9. PAYMENT OF PURCHASE PRICE; CHANGES IN PAYROLL DEDUCTIONS; ISSUANCE OF SHARES
     (a) The purchase price of the shares is accumulated by regular payroll deductions made during each Purchase Period. The deductions are made as a percentage of the participant’s compensation in one percent (1%) increments not less than one percent (1%) nor greater than fifteen percent (15%), not to exceed $25,000 per year or such other limit set by the Administrator. Compensation shall mean all cash compensation including, but not limited to, base salary, wages, commissions, overtime, shift premiums and bonuses, plus draws against commissions; provided, however, that for purposes of determining a participant’s compensation, any election by such participant to reduce his or her regular cash remuneration under Sections 125 or 401(k) of the Code shall be treated as if the participant did not make such election. Payroll deductions shall commence on the first payday following the Offering Date and shall continue to the end of the Purchase Period unless sooner altered or terminated as provided in the Plan.

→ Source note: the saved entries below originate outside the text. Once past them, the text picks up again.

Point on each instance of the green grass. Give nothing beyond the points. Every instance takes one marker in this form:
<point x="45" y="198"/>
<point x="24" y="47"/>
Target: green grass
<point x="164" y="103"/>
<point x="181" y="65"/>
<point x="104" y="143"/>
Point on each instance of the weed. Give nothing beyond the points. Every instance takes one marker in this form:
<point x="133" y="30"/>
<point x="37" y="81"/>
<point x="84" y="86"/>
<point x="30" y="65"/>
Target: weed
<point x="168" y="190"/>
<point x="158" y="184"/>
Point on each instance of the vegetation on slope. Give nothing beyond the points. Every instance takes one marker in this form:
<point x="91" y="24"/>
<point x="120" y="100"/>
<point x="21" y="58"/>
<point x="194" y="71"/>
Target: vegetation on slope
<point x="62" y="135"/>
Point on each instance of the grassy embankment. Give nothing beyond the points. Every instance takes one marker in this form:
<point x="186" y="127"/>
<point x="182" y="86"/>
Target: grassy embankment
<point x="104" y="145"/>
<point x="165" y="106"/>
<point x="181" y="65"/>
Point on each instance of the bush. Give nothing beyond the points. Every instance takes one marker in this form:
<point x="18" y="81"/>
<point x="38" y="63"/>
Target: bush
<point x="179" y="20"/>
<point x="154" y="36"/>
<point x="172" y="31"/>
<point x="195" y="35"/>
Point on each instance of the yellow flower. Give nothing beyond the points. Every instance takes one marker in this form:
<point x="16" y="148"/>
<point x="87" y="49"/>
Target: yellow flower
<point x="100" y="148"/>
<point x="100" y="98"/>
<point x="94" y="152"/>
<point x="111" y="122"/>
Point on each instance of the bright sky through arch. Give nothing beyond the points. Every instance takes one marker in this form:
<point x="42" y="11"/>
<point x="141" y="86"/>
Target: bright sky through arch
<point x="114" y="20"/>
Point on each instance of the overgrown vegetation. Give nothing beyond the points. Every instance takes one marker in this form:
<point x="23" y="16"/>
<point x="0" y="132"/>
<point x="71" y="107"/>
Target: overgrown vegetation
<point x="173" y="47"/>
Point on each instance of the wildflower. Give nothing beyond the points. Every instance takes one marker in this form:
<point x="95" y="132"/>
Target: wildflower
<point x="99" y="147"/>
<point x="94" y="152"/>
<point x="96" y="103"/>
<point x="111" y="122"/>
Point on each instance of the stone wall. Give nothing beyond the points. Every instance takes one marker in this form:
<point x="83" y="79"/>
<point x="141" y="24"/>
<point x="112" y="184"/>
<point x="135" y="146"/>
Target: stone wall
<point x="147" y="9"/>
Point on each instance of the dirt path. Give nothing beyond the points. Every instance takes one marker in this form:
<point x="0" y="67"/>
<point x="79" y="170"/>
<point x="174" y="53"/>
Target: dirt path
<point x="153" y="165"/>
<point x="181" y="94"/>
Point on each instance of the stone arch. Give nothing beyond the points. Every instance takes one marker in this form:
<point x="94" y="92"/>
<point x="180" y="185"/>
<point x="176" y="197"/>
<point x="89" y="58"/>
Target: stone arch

     (b) A participant may decrease (but not increase) the rate of payroll deductions during a Purchase Period by filing with the Treasury Department a new authorization for payroll deductions, in which case the new rate shall become effective for the next payroll period commencing more than fifteen (15) days after the Treasury Department’s receipt of the authorization and shall continue for the remainder of the Purchase Period unless changed as described below. Such change in the rate of payroll deductions may be made at any time during a Purchase Period, but not more than one change may be made effective during any Purchase Period. A participant may increase or decrease the rate of payroll deductions for any subsequent Purchase Period by filing with the Treasury Department a new authorization for payroll deductions not later than the business day before the beginning of such Purchase Period. An increase or decrease in a participant’s payroll deduction does not start a new Offering Period.
     (c) All payroll deductions made for a participant are credited to his or her account under the Plan and are deposited with the general funds of the Company. No interest accrues on the payroll deductions. All payroll deductions received or held by the Company or a Subsidiary, respectively, may be used by the Company or a Subsidiary, respectively, for any corporate purposes, and neither the Company nor a Subsidiary shall be obligated to segregate such payroll deductions.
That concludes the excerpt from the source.